CFP 22.05.2013

Stillness in Early Modern Italian Art (RSA, New York, 27-29 Mar 14)

RSA, Annual Meeting, New York City, 27.–29.03.2014
Eingabeschluss : 27.05.2013

Karen Lloyd

Stillness in Early Modern Italian Art

Session Sponsored by the Italian Art Society

Keeping pace with our digital, mobile, and globally conscious reality, in recent years art historians have recast the discipline through ideas of performance, time, geography, and exchange. Movement, it would seem, is the paradigm of our age. Movement was, of course, also of interest to early modern Italian art theorists, who sought the adept depiction of the affetti and praised paintings in which the figures seem to move and breathe. Yet, the focus on movement belies an inherent limitation of the painted image: its stillness. Stillness is more than an objective fact in the history of Italian painting; it is also an important theoretical and critical construct. Stillness is a defining quality in the continuum between icon and narrative and in the formulation of devotional art such as the sacra conversazione, it is a precondition of single point perspective, and it is an element of decorum, as seen in later sixteenth-century condemnation of the figura serpentinata. Art, according to Wincklemann, “can express her own peculiar nature only in stillness.” In our current age of mobility, is it possible to reflect on the significance of stillness? This panel seeks papers that examine any aspect of stillness in early modern Italian art: as a problem in the depiction of narrative (as in Caravaggio's stories 'without action'), an issue of categorization (ie. 'classical' vs. 'baroque'), a defining quality of devotional art and spiritual experience, a stylistic trait (eg.

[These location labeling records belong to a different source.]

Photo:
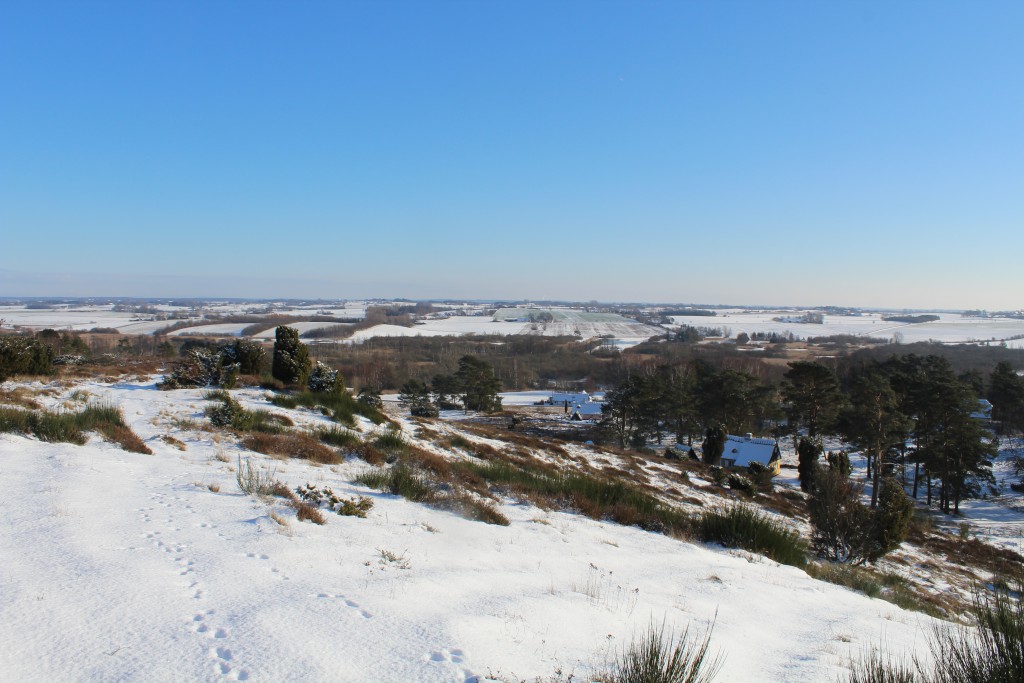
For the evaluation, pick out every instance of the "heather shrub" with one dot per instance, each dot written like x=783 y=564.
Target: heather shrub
x=351 y=507
x=847 y=530
x=324 y=379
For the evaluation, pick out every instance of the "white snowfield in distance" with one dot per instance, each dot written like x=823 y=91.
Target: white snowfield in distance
x=617 y=331
x=951 y=328
x=125 y=566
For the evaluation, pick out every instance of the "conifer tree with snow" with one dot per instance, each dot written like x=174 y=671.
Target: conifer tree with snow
x=291 y=357
x=415 y=395
x=808 y=453
x=325 y=379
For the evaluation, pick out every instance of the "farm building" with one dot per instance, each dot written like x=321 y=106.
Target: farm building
x=742 y=451
x=569 y=398
x=587 y=411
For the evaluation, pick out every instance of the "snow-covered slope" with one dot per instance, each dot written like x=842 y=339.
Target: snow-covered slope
x=122 y=566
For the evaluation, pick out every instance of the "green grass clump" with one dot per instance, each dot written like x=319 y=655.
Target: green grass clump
x=229 y=413
x=595 y=498
x=339 y=407
x=990 y=652
x=742 y=526
x=400 y=480
x=850 y=577
x=391 y=441
x=889 y=587
x=72 y=427
x=878 y=669
x=663 y=657
x=341 y=438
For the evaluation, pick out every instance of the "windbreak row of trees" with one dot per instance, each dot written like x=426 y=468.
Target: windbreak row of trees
x=906 y=412
x=472 y=387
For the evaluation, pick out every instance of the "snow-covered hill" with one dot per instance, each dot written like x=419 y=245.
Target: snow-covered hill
x=116 y=565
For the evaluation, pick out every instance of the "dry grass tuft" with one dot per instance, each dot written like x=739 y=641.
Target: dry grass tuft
x=177 y=443
x=298 y=445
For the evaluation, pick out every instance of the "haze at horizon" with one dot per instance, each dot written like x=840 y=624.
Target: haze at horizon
x=798 y=153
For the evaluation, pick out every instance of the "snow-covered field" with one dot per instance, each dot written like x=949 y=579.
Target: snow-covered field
x=951 y=328
x=478 y=325
x=124 y=566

Guido Reni), the setting for aesthetic response, a condition of perspectival constructions of space and fictional architecture, a corollary of silence and part of the debate of painting versus poetry, or as a trope of sleep or death. The goal is to theorize stillness as the necessary counterpart to movement, and as a critical component of the aesthetic and devotional function of early modern Italian art.

Please send a paper title; abstract (150-word maximum); keywords; and a brief curriculum vitae (300-word maximum, not a prose biography) to: karen.lloydqueensu.ca by Monday, May 27, 2013.